Visible light driven Nd2O3/Mo(S,O)3-x·0.34H2O heterojunction for enhanced photocatalytic degradation of organic pollutants

Abstract

Developing low-cost and visible-light-driven metal oxide and sulfide-based photocatalysts for the degradation of organic dyes has been a major area of research to mitigate environmental pollution. In this study, a low-cost and facile precipitation method at low temperature of 95 °C was used to synthesize visible-light-driven Nd2O3/Mo(S,O)3-x·0.34H2O heterojunctions (NdMoOS). The crystal structure, elemental composition, optical, and electrical properties of as-prepared materials were investigated using various analytical techniques. Organic dyes of methyl orange (MO), Rhodamine B (RhB), and Methylene blue (MB) were selected as model organic pollutants to evaluate the photocatalytic efficiency of as-synthesized materials under visible light irradiation. 20 mol% NdMoOS nanocomposite showed excellent degradation efficiency and it decomposed 98.8%, 99.9%, and 99.8% of MO, RhB, and MB after 120 min, 90 min, and 90 min visible light irradiation, respectively.

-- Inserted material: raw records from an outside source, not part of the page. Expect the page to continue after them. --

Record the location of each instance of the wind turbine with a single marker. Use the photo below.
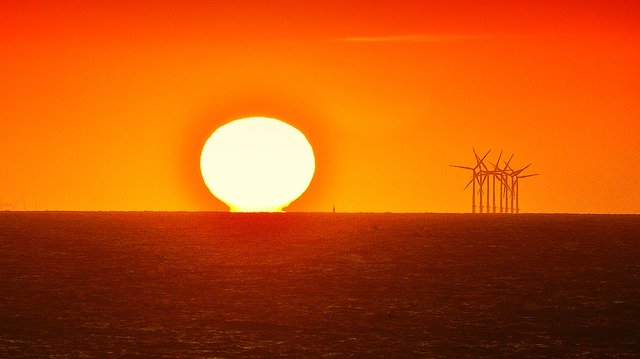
(476, 176)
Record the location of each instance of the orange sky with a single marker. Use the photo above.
(106, 107)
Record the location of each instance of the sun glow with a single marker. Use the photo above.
(257, 164)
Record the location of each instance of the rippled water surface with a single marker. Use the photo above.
(253, 285)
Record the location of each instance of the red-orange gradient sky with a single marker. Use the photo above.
(105, 105)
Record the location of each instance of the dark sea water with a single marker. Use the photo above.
(318, 285)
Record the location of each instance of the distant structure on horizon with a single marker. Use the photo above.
(483, 181)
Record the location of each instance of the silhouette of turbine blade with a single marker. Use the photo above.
(495, 167)
(485, 156)
(465, 187)
(506, 164)
(522, 169)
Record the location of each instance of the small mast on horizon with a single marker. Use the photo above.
(485, 177)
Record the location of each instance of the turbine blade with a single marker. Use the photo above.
(465, 167)
(485, 156)
(495, 167)
(465, 187)
(522, 169)
(506, 165)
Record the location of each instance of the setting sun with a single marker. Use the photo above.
(257, 164)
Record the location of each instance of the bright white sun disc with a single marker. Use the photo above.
(257, 164)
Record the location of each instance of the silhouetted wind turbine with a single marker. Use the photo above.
(507, 177)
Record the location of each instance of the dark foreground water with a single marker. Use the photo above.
(312, 285)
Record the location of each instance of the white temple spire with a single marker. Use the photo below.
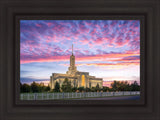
(72, 49)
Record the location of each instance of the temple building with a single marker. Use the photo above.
(77, 78)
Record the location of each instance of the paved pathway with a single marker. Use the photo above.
(114, 98)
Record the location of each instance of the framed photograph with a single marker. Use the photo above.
(108, 49)
(79, 60)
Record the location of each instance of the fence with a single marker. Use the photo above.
(73, 95)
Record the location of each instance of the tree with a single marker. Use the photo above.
(74, 89)
(25, 88)
(97, 87)
(66, 86)
(47, 88)
(81, 89)
(57, 87)
(34, 87)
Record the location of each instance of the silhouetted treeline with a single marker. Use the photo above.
(33, 88)
(67, 87)
(115, 86)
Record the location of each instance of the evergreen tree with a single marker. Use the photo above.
(34, 87)
(57, 87)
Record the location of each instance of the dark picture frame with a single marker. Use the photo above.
(148, 107)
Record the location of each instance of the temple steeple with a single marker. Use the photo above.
(72, 68)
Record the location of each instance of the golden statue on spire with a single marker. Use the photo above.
(72, 49)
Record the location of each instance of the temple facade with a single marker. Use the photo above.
(77, 78)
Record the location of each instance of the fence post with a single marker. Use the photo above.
(28, 96)
(34, 96)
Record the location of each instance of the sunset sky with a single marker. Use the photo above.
(109, 49)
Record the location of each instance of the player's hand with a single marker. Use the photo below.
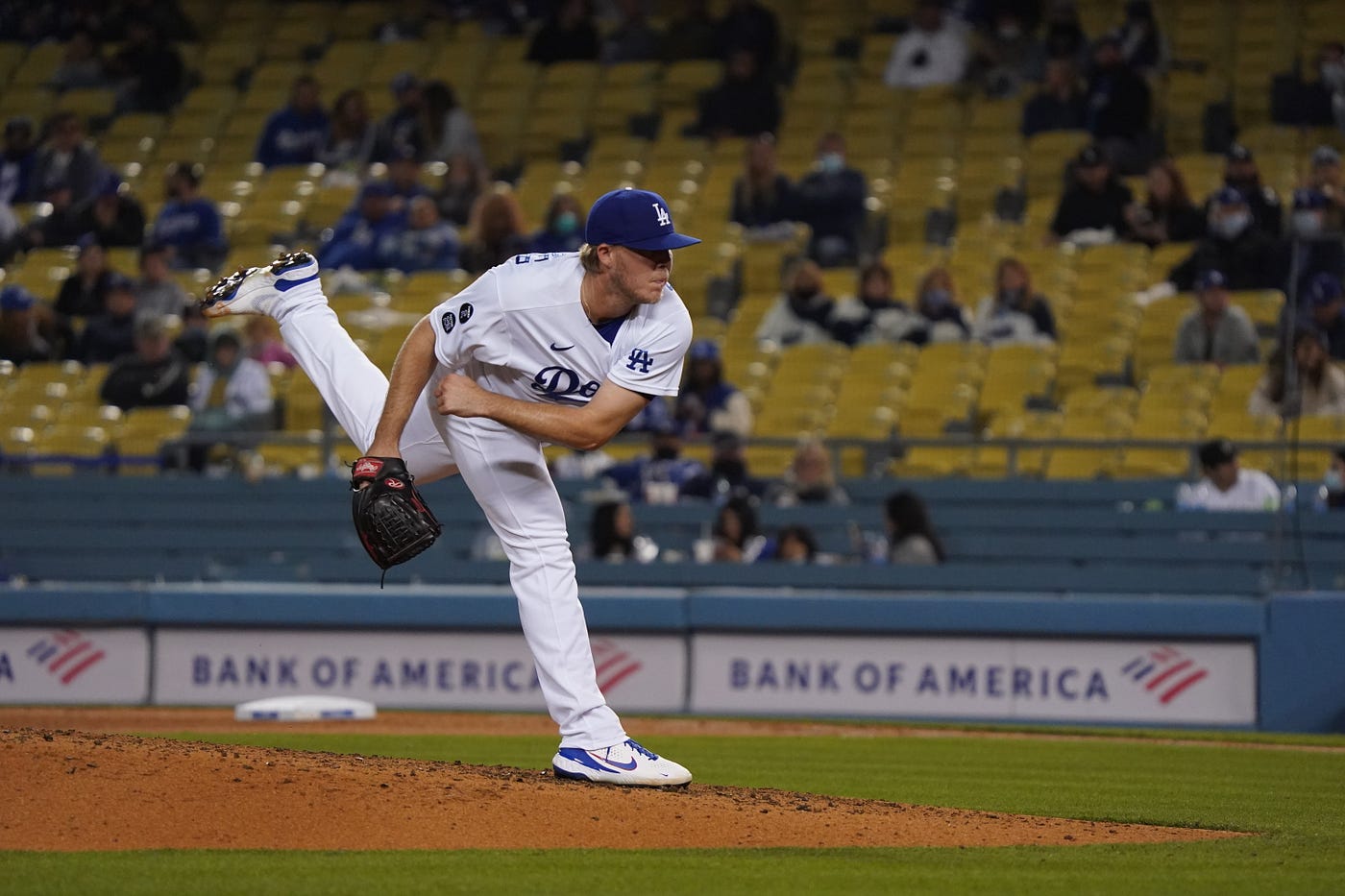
(459, 396)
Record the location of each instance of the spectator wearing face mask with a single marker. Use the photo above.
(803, 311)
(1246, 255)
(1015, 314)
(831, 204)
(934, 51)
(1243, 175)
(942, 318)
(564, 227)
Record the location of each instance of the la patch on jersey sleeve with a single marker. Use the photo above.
(471, 325)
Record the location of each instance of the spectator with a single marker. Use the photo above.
(85, 291)
(1015, 314)
(265, 345)
(152, 375)
(728, 475)
(708, 403)
(148, 67)
(295, 134)
(1092, 208)
(22, 339)
(232, 392)
(612, 537)
(448, 127)
(428, 242)
(750, 26)
(934, 51)
(693, 34)
(461, 184)
(401, 132)
(83, 63)
(873, 315)
(1325, 303)
(1216, 331)
(831, 204)
(1247, 257)
(157, 292)
(1325, 177)
(564, 227)
(110, 334)
(1118, 103)
(497, 231)
(1167, 213)
(66, 171)
(188, 224)
(1243, 175)
(1332, 493)
(569, 36)
(809, 480)
(942, 318)
(656, 476)
(764, 201)
(802, 314)
(1226, 483)
(1313, 388)
(632, 39)
(17, 161)
(911, 536)
(113, 218)
(744, 104)
(1060, 104)
(356, 235)
(735, 537)
(1142, 43)
(352, 137)
(1008, 56)
(1065, 37)
(795, 545)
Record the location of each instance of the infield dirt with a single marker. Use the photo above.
(69, 781)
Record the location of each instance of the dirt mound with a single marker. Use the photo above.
(69, 790)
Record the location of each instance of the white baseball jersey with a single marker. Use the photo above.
(521, 331)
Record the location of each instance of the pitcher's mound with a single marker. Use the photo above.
(64, 790)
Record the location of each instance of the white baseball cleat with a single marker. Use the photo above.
(257, 291)
(625, 763)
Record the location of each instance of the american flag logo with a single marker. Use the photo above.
(66, 654)
(614, 665)
(1163, 671)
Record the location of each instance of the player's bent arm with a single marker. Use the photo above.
(412, 370)
(585, 426)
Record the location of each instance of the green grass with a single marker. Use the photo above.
(1295, 801)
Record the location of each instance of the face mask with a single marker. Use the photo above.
(1231, 227)
(937, 299)
(565, 224)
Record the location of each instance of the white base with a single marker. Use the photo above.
(311, 708)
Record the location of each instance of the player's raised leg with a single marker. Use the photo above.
(353, 386)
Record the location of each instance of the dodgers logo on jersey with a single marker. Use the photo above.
(641, 358)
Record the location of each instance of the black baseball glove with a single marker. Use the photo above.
(390, 517)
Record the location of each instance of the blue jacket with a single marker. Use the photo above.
(292, 138)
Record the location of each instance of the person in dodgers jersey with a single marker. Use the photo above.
(561, 349)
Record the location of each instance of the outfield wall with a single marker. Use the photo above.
(1241, 662)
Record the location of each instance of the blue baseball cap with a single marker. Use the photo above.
(1210, 280)
(635, 220)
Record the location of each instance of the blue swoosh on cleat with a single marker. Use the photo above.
(285, 285)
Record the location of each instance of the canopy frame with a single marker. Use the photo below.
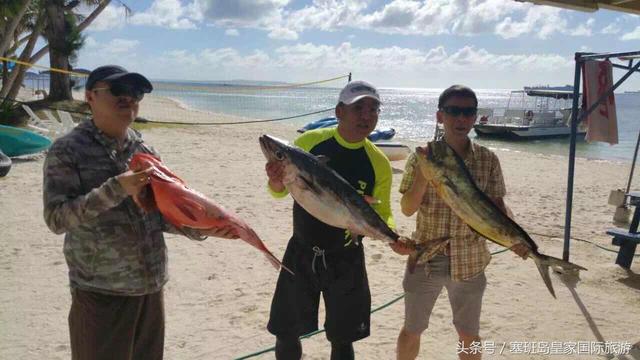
(580, 59)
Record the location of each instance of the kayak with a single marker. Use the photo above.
(5, 164)
(394, 151)
(17, 141)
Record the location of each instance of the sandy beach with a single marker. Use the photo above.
(218, 298)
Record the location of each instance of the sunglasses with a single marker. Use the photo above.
(119, 89)
(458, 110)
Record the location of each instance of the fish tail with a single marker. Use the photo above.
(277, 263)
(430, 248)
(255, 240)
(543, 269)
(544, 261)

HPLC-MS analysis further confirms the complete removal of dyes. The formation of heterojunction, high charge separation, and low recombination rate of photoinduced e--h+ pairs can contribute to the enhanced photocatalytic activity. Superoxide radicals (O2–•), hydroxyl radicals (HO•), and holes (h+ ) were identified as major oxidative species involved in the photocatalytic degradation mechanisms of MO, RhB, and MB dyes.